Home / Romance / THE DUKE'S FORBIDDEN PROPHECY / The Specter at the Ball

Share

The Specter at the Ball

last update Last Updated: 2025-12-24 23:22:34

Quiet for four years. This is my life now. My days are based on my silence. A choice made a long time ago. Silence is what protects me. Or so I believed. Tonight, it all changes. The ball is in full swing. The music is too loud. The lights are too bright. Then, he arrives. He is standing in the opposite corner of the room. It cannot be. My breathing ceases. He turns his head and looks directly at me.

Unlike the quiet in a book room, the quiet around flowers at dawn. More like a shout silenced in a swoon, what mere knowledge might label me: crazy, harmful. Such a weight never lessened, though. It was a burden to which I gradually adjusted myself. It settled in closer in time, another figure in the rear view, blacker than the last.
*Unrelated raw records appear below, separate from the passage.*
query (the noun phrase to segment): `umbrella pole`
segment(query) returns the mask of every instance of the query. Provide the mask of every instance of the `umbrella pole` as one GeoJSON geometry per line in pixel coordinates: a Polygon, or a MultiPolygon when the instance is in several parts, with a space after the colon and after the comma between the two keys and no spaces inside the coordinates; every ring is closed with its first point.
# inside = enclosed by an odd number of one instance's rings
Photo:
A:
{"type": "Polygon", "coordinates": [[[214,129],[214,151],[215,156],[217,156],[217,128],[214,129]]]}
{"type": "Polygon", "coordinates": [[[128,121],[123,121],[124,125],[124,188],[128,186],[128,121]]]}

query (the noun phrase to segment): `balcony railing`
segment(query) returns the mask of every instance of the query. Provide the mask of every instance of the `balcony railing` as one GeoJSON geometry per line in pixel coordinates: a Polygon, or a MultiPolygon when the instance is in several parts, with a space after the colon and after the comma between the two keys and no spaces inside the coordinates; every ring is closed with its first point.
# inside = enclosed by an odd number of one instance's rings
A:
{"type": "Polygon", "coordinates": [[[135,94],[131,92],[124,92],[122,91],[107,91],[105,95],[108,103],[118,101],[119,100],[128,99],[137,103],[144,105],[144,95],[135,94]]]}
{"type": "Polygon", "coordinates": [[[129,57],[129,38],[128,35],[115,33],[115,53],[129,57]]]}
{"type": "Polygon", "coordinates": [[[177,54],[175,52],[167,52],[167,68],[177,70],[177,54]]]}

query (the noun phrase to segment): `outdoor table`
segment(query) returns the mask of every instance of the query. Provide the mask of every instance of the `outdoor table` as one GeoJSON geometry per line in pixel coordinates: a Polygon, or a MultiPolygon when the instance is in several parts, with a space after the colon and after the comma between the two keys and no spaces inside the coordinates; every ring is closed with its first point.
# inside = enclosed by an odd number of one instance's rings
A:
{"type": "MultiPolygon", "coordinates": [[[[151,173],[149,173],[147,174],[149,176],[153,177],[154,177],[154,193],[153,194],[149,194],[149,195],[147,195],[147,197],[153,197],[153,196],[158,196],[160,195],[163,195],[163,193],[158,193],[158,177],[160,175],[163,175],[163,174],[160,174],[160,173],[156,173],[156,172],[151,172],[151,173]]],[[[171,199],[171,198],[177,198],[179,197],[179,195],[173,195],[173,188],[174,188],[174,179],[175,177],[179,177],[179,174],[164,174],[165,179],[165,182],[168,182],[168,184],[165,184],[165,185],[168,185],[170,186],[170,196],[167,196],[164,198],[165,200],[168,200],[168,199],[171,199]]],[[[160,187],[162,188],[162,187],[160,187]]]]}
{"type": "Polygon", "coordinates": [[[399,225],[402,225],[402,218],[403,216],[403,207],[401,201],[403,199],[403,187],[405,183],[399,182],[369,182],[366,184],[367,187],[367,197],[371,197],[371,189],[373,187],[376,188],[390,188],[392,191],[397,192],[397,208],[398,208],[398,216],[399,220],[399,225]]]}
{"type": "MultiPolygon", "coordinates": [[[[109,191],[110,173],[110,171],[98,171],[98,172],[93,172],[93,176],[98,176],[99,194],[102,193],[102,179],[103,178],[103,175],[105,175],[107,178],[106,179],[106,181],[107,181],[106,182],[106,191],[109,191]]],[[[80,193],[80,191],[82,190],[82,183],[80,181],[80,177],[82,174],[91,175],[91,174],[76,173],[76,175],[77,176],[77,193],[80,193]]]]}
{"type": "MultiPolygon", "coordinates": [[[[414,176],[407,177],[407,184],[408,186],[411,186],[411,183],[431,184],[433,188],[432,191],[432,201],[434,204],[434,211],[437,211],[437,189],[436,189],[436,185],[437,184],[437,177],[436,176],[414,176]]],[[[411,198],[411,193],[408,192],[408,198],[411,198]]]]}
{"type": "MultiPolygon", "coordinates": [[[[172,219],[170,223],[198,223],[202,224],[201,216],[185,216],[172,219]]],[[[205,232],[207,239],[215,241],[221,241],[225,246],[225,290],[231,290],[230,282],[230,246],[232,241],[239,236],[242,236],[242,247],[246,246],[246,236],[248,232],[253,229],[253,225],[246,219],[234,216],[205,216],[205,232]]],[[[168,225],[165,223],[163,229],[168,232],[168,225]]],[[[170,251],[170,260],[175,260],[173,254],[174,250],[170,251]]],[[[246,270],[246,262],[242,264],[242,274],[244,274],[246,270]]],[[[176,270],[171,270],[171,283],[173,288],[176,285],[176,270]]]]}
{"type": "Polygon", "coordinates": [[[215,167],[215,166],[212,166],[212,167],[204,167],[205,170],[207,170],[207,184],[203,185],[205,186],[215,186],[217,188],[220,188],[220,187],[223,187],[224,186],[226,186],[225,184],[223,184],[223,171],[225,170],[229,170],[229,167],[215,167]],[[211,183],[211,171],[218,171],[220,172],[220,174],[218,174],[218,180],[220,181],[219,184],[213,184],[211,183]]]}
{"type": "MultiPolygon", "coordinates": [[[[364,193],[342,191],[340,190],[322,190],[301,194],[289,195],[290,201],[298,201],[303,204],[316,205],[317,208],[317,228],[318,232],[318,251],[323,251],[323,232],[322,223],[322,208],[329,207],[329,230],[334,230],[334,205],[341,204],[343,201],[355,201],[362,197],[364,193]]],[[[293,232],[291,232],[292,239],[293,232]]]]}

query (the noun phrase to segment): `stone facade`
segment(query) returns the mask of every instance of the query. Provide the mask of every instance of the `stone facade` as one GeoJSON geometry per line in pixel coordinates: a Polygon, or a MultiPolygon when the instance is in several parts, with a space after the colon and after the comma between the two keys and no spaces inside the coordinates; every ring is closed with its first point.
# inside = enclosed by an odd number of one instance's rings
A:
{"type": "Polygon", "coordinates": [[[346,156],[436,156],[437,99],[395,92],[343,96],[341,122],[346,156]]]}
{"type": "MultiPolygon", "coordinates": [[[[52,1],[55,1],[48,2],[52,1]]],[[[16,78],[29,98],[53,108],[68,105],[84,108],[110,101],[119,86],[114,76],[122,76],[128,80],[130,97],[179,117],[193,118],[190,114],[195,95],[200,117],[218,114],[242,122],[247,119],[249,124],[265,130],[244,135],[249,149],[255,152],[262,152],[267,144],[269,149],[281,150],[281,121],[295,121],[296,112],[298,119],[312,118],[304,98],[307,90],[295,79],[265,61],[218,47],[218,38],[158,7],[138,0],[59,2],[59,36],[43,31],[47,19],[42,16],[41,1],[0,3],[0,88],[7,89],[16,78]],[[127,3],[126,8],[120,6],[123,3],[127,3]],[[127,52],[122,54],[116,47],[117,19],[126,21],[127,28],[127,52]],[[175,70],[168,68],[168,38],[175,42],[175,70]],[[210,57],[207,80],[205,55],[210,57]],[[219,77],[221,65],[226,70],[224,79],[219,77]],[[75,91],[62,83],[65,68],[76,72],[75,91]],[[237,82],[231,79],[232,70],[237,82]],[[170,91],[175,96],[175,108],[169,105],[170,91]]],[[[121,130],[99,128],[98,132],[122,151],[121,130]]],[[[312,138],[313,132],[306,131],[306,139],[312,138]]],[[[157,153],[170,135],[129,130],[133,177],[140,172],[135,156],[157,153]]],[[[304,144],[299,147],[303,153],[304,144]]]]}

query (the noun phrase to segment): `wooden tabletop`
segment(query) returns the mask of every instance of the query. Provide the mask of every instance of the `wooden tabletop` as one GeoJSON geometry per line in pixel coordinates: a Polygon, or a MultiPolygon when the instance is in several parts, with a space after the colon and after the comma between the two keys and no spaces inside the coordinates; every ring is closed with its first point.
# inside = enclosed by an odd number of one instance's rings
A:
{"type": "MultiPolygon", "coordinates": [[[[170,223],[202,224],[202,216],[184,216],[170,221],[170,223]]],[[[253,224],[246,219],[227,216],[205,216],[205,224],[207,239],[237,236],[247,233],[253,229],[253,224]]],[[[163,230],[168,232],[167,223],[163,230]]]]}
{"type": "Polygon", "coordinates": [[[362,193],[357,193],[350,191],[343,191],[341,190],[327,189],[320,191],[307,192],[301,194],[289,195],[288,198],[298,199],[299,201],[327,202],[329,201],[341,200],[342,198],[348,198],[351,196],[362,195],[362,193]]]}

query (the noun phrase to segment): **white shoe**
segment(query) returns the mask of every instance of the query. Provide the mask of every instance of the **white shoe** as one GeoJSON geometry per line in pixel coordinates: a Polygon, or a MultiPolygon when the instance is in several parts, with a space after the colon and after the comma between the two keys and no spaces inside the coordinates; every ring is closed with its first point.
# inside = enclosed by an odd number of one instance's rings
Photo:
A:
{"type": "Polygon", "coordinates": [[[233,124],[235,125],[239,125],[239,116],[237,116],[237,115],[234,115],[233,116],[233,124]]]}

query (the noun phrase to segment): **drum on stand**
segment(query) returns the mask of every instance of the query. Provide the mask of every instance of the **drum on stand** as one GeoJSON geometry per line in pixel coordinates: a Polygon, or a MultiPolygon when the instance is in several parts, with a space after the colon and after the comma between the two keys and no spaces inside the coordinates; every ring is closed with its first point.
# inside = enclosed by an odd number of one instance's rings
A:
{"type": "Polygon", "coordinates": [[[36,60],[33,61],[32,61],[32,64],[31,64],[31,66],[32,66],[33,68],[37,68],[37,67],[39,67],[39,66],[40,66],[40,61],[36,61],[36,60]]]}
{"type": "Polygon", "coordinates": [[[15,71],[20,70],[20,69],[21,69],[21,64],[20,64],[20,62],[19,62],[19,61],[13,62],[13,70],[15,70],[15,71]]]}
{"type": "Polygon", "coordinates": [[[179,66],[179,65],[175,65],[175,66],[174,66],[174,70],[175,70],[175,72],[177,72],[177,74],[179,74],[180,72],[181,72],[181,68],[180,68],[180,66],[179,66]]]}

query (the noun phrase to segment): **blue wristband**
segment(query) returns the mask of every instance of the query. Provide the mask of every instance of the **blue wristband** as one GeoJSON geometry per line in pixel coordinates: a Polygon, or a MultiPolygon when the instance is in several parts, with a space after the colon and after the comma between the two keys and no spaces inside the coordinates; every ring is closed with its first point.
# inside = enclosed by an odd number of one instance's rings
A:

Midnight colored the ballroom gold as silk unravelled beneath chandeliers like dust in the sun. Not much from where I was standing, through open glass doors, trees exhaled cold into heavily scented chambers. Grey, the color of silver fabric draped onto my form, intentionally muted, designed to blend with the walls. The glass held by my fingers was full, unbroken; its sole task was to keep them occupied. Ears worked instead. This was how I ended up here.

"The eldest son of Lord Harroway was discovered dueling another man over a married baroness," a woman with feathers in her hair whispered to her friend behind a painted fan. "The scandal will blow over, of course. A hefty 'contribution' to the Crown's treasury should resolve the matter by the weekend."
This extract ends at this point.